Foi durante o lanche num trailer de sanduíche que descobri a grande novidade da viagem. Aqui em Teófilo Otoni a sensação dos bares é um refrigerante regional – e exclusivo. Trata-se do Mate Cola, produzido na própria cidade, há 60 anos ininterruptos. São garrafinhas verdes, menores que as convencionais, com capacidade para 190 ml, e conteúdo feito de “mate e chapéu de couro, com aroma artificial de framboesa”.
Imaginou?
Lógico que eu tomei... Na prática, o gosto parece com aqueles tubaínas que a gente tomava nas festas de casamento na roça e que, infelizmente, foram compradas e fechadas pela Coca-Cola.
Aliás, todos os donos de bares com quem conversei garantiram que, em Teófilo Otoni, Mate Cola vende mais que Coca-Cola. “O povo gosta do que é daqui”, garantiu um deles.
Fiquei tão impressionado com a “repercussão” e o “sucesso” do Mate Cola que comprei uma garrafinha pra mostrar pra todo mundo na palestra. Lógico que todo mundo já conhecia e, ainda por cima, me deram uma aula sobre a estratégia de marketing do refrigerante “que não quer romper os limites regionais”. Virou case de sucesso.

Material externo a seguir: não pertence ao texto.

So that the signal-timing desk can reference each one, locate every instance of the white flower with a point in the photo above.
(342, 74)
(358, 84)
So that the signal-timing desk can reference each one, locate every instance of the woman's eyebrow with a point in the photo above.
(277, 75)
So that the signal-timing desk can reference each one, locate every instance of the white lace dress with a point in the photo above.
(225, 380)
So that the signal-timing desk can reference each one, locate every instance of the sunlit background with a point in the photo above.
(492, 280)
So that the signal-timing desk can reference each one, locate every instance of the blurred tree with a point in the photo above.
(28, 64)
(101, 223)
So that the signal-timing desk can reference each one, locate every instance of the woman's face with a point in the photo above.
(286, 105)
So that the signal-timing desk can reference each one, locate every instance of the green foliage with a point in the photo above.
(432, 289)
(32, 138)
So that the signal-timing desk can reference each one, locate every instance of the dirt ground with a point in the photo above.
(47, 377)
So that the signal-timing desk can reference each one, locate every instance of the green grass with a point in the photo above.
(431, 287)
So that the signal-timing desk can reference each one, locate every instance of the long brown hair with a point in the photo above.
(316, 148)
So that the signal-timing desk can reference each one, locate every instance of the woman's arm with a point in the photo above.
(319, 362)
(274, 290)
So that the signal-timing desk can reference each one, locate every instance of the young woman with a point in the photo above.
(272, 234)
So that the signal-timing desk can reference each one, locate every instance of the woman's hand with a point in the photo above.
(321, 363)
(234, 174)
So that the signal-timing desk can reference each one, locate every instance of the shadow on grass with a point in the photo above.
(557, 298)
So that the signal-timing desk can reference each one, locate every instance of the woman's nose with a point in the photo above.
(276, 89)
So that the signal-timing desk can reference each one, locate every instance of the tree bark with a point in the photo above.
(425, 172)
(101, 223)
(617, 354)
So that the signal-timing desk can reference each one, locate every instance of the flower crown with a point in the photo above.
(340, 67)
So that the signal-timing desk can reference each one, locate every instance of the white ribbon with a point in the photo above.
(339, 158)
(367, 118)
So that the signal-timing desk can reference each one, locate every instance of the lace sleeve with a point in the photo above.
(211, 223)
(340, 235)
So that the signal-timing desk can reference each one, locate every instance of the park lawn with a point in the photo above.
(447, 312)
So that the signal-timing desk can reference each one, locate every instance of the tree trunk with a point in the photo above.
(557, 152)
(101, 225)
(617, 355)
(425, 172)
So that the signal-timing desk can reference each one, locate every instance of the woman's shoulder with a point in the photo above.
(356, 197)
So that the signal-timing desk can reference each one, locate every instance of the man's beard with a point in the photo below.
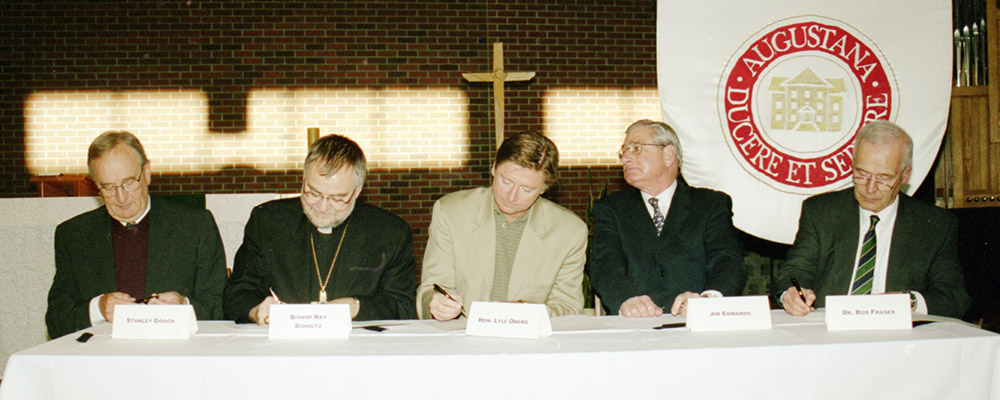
(332, 224)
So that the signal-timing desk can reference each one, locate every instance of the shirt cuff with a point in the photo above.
(95, 311)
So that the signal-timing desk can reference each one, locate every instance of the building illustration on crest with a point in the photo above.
(806, 103)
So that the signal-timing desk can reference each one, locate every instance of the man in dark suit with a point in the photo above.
(662, 242)
(133, 248)
(324, 246)
(869, 239)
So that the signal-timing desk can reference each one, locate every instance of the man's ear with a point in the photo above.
(669, 155)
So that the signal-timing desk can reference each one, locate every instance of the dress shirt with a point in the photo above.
(883, 245)
(95, 303)
(664, 198)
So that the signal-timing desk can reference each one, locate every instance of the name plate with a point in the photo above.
(508, 320)
(140, 321)
(309, 321)
(728, 313)
(868, 312)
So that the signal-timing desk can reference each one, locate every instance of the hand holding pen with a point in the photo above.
(790, 299)
(445, 306)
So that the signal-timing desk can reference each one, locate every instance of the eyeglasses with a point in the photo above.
(337, 201)
(635, 148)
(129, 185)
(882, 182)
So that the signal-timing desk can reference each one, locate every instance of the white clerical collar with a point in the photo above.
(149, 204)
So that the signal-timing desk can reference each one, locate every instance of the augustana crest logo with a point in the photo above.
(793, 97)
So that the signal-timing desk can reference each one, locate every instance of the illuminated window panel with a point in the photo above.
(588, 123)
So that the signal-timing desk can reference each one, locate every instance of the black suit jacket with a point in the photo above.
(923, 256)
(696, 251)
(375, 264)
(185, 255)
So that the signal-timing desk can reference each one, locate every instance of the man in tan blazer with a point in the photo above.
(505, 243)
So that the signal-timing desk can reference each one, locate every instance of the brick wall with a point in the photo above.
(221, 93)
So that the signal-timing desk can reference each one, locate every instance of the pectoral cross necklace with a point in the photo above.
(322, 282)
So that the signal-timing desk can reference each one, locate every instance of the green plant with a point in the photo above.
(592, 196)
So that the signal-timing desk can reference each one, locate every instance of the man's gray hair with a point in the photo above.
(881, 132)
(335, 152)
(662, 134)
(106, 141)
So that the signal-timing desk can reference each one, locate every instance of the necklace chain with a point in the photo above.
(322, 282)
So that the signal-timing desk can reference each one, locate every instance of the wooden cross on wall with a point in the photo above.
(498, 76)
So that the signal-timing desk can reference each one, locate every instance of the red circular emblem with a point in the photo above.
(793, 97)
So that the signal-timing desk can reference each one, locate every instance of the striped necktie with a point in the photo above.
(866, 263)
(657, 215)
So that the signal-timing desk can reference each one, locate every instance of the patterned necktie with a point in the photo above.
(866, 263)
(657, 215)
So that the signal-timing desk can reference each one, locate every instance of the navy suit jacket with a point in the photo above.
(923, 256)
(185, 255)
(696, 251)
(375, 265)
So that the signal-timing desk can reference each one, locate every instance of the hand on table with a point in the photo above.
(261, 313)
(793, 303)
(354, 303)
(108, 301)
(443, 309)
(680, 303)
(168, 298)
(640, 307)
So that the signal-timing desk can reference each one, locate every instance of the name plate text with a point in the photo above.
(868, 312)
(309, 321)
(508, 320)
(728, 313)
(141, 321)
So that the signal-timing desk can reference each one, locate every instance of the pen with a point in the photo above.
(799, 288)
(439, 289)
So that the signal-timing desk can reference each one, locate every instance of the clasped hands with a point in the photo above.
(108, 301)
(643, 306)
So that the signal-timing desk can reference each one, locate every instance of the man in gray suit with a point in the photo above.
(869, 239)
(134, 249)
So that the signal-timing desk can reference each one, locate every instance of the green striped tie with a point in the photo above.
(866, 263)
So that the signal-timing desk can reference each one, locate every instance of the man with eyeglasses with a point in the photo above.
(662, 242)
(870, 239)
(136, 248)
(324, 246)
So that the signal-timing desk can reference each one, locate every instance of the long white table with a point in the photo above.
(587, 358)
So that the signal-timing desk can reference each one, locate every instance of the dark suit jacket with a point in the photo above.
(923, 256)
(185, 255)
(696, 251)
(375, 264)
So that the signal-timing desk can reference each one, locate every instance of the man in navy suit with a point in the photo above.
(662, 242)
(912, 246)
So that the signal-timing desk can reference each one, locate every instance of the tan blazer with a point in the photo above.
(461, 252)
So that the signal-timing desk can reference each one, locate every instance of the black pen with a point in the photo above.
(799, 288)
(439, 289)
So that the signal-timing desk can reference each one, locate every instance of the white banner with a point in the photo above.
(767, 96)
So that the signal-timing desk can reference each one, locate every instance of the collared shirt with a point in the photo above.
(664, 198)
(883, 246)
(508, 238)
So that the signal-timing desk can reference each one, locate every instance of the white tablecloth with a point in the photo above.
(587, 358)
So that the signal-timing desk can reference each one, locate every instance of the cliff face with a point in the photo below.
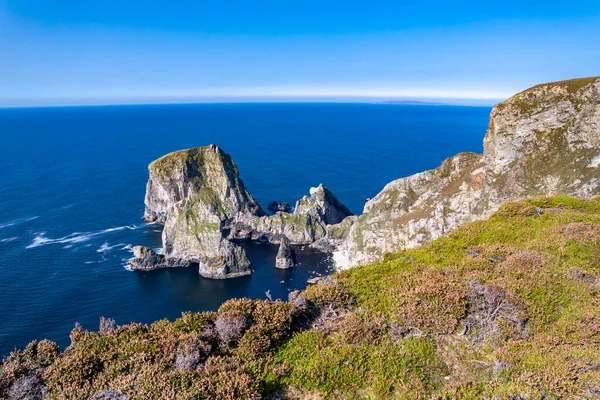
(308, 223)
(199, 197)
(196, 193)
(207, 174)
(543, 141)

Ah! Já ia me esquecendo... Eles também disseram que o Mate Couro, na verdade, é uma cópia do Mate Cola. Segundo os moradores, o dono do refrigerante “mais mineiro” de BH, na verdade, era um ex-funcionário da fábrica de Teófilo Otoni e que teria “afanado” da fórmula mágica. Verdade ou mentida, não sei. Mas entrou para o folclore da região. A partir de agora, na mesa do meu escritório, além da imagem de Nossa Senhora das Graças, das duas canecas cheias de lápis e canetas multicoloridas, terei mais um objeto de decoração lúdica: a garrafa de Mate Cola, importada de Teófilo Otoni.